In these cases, if you can supply us with information on your machine - Your
hostname or IP address, and if you are using a dynamic IP address (and if so
then what the dynamic IP range is or whom we can contact at your ISP to find
out what it is) then we can have our media crawler indexing system stop
accessing your machine.
Q - I was just portscanned, someone from *.inktomi.com accessed my machine
looking for web servers on different ports.
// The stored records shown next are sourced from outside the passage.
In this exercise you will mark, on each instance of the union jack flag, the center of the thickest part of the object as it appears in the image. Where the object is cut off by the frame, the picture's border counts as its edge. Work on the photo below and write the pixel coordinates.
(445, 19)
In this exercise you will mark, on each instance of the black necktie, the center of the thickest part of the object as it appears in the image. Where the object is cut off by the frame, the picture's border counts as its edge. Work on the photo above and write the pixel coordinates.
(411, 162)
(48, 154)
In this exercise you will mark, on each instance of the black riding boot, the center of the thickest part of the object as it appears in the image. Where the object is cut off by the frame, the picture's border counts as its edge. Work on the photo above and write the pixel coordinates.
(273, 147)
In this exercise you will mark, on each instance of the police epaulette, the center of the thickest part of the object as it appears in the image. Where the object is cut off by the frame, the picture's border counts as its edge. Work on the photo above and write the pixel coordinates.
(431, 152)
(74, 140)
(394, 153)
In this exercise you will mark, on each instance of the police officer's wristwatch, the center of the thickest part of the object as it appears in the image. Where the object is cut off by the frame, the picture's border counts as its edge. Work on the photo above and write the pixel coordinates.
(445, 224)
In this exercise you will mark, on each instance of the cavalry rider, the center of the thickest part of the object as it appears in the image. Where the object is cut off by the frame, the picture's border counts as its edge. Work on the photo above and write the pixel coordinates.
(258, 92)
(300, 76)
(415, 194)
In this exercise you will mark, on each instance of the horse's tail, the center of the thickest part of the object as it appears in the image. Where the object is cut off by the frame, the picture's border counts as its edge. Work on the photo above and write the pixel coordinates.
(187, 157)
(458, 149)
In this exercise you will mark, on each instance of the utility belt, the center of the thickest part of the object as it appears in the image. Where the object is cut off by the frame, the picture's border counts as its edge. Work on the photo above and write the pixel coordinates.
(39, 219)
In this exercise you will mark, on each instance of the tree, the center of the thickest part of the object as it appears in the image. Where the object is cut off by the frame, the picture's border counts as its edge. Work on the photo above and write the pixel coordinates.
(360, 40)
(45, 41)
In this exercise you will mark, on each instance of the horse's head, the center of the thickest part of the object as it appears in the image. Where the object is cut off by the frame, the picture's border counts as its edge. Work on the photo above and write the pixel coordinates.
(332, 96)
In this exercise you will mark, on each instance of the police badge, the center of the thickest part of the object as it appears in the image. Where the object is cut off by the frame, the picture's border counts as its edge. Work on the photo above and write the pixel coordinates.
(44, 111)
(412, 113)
Please stop this.
A - These are not port scanning attempts, but regular attempts to check for the
existence of web servers on your machine which our crawling system is
attempting to crawl.
If, during our crawl and index of the web, we found URLs which referenced your
machine - either on port 80 or any other port that was referenced in a URL -
then our crawling system will periodically attempt to connect to your machine
on those ports in order to validate that a web server still does run on them.
If you wish this to be stopped, then please supply us with your machine's
hostname and IP address/addresses, and the ports in question. If you are
hosting multiple virtual machines and/or multiple virtual IP addresses on a
single machine then please supply us with a list of all of them so that we
can block access to them all.
Q - I wish to filter out all Inktomi crawler accesses from my web server logs,
please supply me with a list of IP addresses which your crawlers use.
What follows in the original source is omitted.